Spanish ingredient-parser #14

theripnono · 2024-04-01T06:36:16Z

theripnono
Apr 1, 2024

Hi, i have pull the project to try to train a spanish ingredient parser to contribute to your amazing work. However I'm having some difficulties to train the model because I don't understand how to do it.
I have made some changes in funcs.py and add spanish units and spanish words to tokinize, and now the idea is to upload csv that i have scrapped from internet sources.
Could you help me, and explain what is the best way to train the model? Thank you!!

Answered by strangetom

Apr 1, 2024

Hi @theripnono

The command to train a new model is

python train.py train --database train/data/training.sqlite3

For this to work well you will need to do a few things:

Create a database of training data, or modify the existing one. The database contains a table called training, which has the following fields:

id: a unique ID for each sentence (this isn't used for training)
source: where the sentence came from (this isn't used for training)
sentence: the ingredient sentence
tokens: the list of tokens from the sentence
labels: the list of labels for each token in the sentence

The hard part is making sure all the labels are correct and consistent.

Consider any modifications t…

View full answer

strangetom · 2024-04-01T16:11:34Z

strangetom
Apr 1, 2024
Maintainer

Hi @theripnono

The command to train a new model is

python train.py train --database train/data/training.sqlite3

For this to work well you will need to do a few things:

Create a database of training data, or modify the existing one. The database contains a table called training, which has the following fields:

id: a unique ID for each sentence (this isn't used for training)
source: where the sentence came from (this isn't used for training)
sentence: the ingredient sentence
tokens: the list of tokens from the sentence
labels: the list of labels for each token in the sentence

The hard part is making sure all the labels are correct and consistent.

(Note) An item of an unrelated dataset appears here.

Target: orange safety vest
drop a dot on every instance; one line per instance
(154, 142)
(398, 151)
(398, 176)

Consider any modifications to the PreProcessor class. It sounds like you've made some modifications, but there may be more you need. The current PreProcessor is written for English sentences, so there might be some changes you need to make for Spanish. For example, the functions that convert fractions to decimals might need changing to use a decimal comma instead of a decimal point (1,5 instead of 1.5). You might also need to change how the tokenizer works so that the sentence is split correctly.
Consider any modification to the PostProcessor class. A lot code here is focused on combining QTY and UNIT labels into amounts. This may not work well for Spanish, so I think a good starting point would be to change PostProcessor._process_amounts() to

    def _postprocess_amounts(self) -> list[IngredientAmount]:
        funcs = [
            #self._sizable_unit_pattern,  # Comment this out
            #self._composite_amounts_pattern,  # Comment this out
            self._fallback_pattern,
        ]

        amounts = []
        for func in funcs:
            idx = self._unconsumed(list(range(len(self.tokens))))
            tokens = self._unconsumed(self.tokens)
            labels = self._unconsumed(self.labels)
            scores = self._unconsumed(self.scores)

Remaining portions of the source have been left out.